Jeffrey Allan Arbogust v. Kathleen J. Graham

      TEXAS COURT OF APPEALS, THIRD DISTRICT, AT AUSTIN


                                       NO. 03-17-00800-CV



                                Jeffrey Allan Arbogust, Appellant

                                                  v.

                                  Kathleen J. Graham, Appellee


     FROM THE DISTRICT COURT OF TRAVIS COUNTY, 200TH JUDICIAL DISTRICT
      NO. D-1-FM-15-003943, HONORABLE SCOTT H. JENKINS, JUDGE PRESIDING



                             MEMORANDUM OPINION


               Jeffrey Allan Arbogust brings this restricted appeal of a no-answer default divorce

decree ending his marriage to Kathleen J. Graham. Arbogust contends that the trial court erred in

rendering the decree because there is “no evidence” to support it due to there being no record made

of the testimony at the hearing granting the default judgment.

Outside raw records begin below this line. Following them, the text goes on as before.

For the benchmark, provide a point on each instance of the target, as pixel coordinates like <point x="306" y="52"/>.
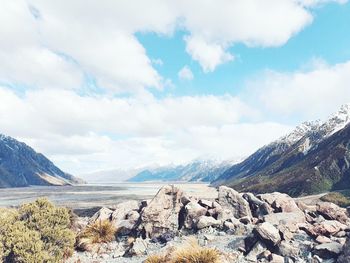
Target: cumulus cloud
<point x="50" y="53"/>
<point x="91" y="133"/>
<point x="185" y="73"/>
<point x="309" y="94"/>
<point x="208" y="55"/>
<point x="50" y="45"/>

He also complains that the trial court

improperly awarded his separate property to Graham. We reverse the final divorce decree and

remand this cause for further proceedings.

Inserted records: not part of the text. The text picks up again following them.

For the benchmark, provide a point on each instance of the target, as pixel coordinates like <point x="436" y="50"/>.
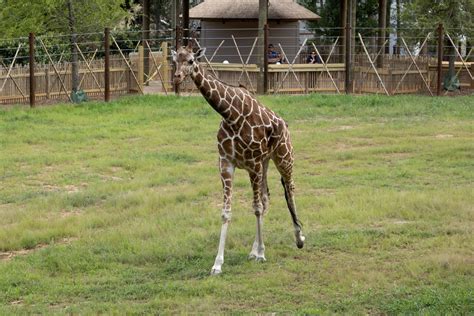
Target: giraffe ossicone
<point x="250" y="135"/>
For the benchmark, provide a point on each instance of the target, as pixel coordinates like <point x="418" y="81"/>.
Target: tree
<point x="18" y="18"/>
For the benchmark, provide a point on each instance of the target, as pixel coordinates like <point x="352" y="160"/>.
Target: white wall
<point x="245" y="32"/>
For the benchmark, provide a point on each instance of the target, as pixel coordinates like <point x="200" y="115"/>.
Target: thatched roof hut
<point x="248" y="10"/>
<point x="220" y="19"/>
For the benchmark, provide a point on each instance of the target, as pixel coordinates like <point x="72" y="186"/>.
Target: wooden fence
<point x="398" y="75"/>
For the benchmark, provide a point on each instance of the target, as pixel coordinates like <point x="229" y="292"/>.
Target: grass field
<point x="115" y="208"/>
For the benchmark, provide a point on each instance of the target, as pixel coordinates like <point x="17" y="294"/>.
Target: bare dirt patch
<point x="8" y="255"/>
<point x="443" y="136"/>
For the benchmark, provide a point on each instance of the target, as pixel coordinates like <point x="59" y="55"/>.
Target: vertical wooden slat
<point x="32" y="69"/>
<point x="107" y="65"/>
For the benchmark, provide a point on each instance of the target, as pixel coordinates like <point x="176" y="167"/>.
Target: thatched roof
<point x="248" y="10"/>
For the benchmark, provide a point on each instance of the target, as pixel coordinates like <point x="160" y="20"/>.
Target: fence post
<point x="141" y="68"/>
<point x="440" y="57"/>
<point x="348" y="57"/>
<point x="107" y="65"/>
<point x="166" y="70"/>
<point x="32" y="70"/>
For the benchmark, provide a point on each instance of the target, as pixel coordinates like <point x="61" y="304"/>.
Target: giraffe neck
<point x="214" y="92"/>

                                           DISCUSSION1

               In order to prevail in a restricted appeal, Arbogust must prove that: (1) he filed the

notice of restricted appeal within six months after the judgment was signed; (2) he was a party to the


       1
          Because the parties are familiar with the facts of the case and its procedural history, we do
not recite them in this opinion except as necessary to advise the parties of the Court’s decision and
the basic reasons for it. See Tex. R. App. P. 47.1, 47.4.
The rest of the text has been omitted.